Oxycontin in Berlin

Protest: Die Sacklers verkaufen Opioide und spenden für Kunst

Von Brigitte Werneburg

Gewöhnlich tritt Nan Goldin mit Fotografien an die Öffentlichkeit. Jetzt aber bekommt sie deren Aufmerksamkeit aufgrund ihrer Kampagne #ShameOnSackler. Sackler heißt die Familie, deren Name im Kunstbereich Inbegriff guter Werke ist. Als Philanthropin, also Menschenfreundin, gibt die Familie Geld für Museen und deren Bildungseinrichtungen, wobei sie ihren Namen auf den Spenden deutlich vermerken lässt. Nicht nur auf einem Gebäudeflügel wie im Metropolitan Museum in New York prangt der Name, sondern auch auf dem Sackler Escalator in der Tate Modern in London und der Sackler Staircase im Jüdischen Museum Berlin.

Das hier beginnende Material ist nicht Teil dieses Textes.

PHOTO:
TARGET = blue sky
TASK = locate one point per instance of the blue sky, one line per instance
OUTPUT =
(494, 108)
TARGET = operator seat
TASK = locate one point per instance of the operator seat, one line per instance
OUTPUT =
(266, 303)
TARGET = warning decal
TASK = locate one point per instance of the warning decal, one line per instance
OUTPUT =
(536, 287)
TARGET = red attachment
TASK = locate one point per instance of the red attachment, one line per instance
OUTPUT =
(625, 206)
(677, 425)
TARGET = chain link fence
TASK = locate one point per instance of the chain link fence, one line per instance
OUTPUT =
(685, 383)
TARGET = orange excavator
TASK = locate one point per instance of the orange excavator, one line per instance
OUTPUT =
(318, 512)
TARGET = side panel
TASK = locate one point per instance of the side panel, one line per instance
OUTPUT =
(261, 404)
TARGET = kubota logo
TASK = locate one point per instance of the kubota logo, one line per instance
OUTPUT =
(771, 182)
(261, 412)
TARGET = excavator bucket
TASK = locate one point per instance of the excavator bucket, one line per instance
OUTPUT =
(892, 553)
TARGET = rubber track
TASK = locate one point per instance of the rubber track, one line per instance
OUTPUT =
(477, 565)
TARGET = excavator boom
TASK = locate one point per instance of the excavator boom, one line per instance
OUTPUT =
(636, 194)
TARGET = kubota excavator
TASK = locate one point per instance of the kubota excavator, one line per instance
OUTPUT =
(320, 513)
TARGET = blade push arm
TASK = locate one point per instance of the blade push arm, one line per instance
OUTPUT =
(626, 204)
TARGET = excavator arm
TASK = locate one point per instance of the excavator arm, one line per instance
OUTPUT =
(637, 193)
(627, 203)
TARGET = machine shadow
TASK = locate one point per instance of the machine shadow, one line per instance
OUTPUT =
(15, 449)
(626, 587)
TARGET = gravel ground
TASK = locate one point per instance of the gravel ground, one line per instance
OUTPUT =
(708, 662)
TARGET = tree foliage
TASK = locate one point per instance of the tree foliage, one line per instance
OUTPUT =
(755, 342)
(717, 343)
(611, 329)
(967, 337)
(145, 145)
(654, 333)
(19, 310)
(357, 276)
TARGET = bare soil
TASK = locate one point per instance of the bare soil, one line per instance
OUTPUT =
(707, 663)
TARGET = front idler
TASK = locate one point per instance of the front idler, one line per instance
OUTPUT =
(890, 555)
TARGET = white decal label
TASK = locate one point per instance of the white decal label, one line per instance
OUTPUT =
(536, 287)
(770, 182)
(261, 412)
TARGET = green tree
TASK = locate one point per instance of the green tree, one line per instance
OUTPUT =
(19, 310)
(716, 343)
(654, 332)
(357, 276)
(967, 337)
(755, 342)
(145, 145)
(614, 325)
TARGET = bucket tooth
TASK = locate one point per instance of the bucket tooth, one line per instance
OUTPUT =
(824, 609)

Nan Goldin sieht nun in der Philanthropie der Sacklers einen Versuch, in Museumshallen „Blutgeld“ reinzuwaschen. Sie und ihre Mitaktivisten fordern die Sacklers auf, statt in Museumsgalerien besser Geld in Entzugseinrichtungen und die in allen US-amerikanischen Rettungsfahrzeugen dringend benötigten Medikamente gegen Überdosen zu investieren. Denn die Drogenepidemie gerade unter der ländlichen weißen Mittelschicht in den USA, unter Angestellten, Arbeitern, Schülern, Studenten, jungen Müttern und Rentnern, die seit geraumer Zeit Schlagzeilen macht, hat ihre Ursache im Schmerzmittel Oxycontin. Das aber ist nicht nur die Ursache für bislang 200.000 amerikanische Drogentote, sondern auch eine der Grundlagen des auf 14 Mil­liarden Dollar geschätzten Vermögens der Sacklers.

Ein Kulturwandel

Nan Goldin hat Grund, sich mit den Sacklers zu beschäftigen. Ausgerechnet in Deutschland, in Berlin, wo die Verschreibungspraxis von gefährlichen Schmerzmitteln angeblich besonders restriktiv ist, bekam Goldin 2014 vor einer Operation Oxycontin verschrieben und wurde quasi über Nacht von dem stark suchterzeugenden, künstlichen Opioid abhängig. Was nicht wundert, war die Fotografin doch bis 1989 drogenabhängig, ihr hätte das Mittel nicht verabreicht werden dürfen. (Erst drei Jahre später war sie wieder clean.) Oxycontin ist einfach zu bekommen. Dafür sorgt auch das aggressive Marketing der Herstellerfirma Purdue Pharma, wie das Drogenlabor der Sacklers heißt.

Purdue Pharma hat mit seinen Werbekampagnen für Oxycontin, wie Experten sagen, einen regelrechten Kulturwandel auslösten. Weil darin über das Suchtrisiko und Missbrauchspotenzial des Schmerzmittels gelogen wurde, zahlte die Firma 634,5 Millionen US-Dollar Strafe. Inzwischen geht der Umsatz in USA zurück. Deshalb vermarkten die Sacklers ihr Oxycontin auf die altbekannte Tour jetzt in Latein- und Südamerika sowie in China und Afrika.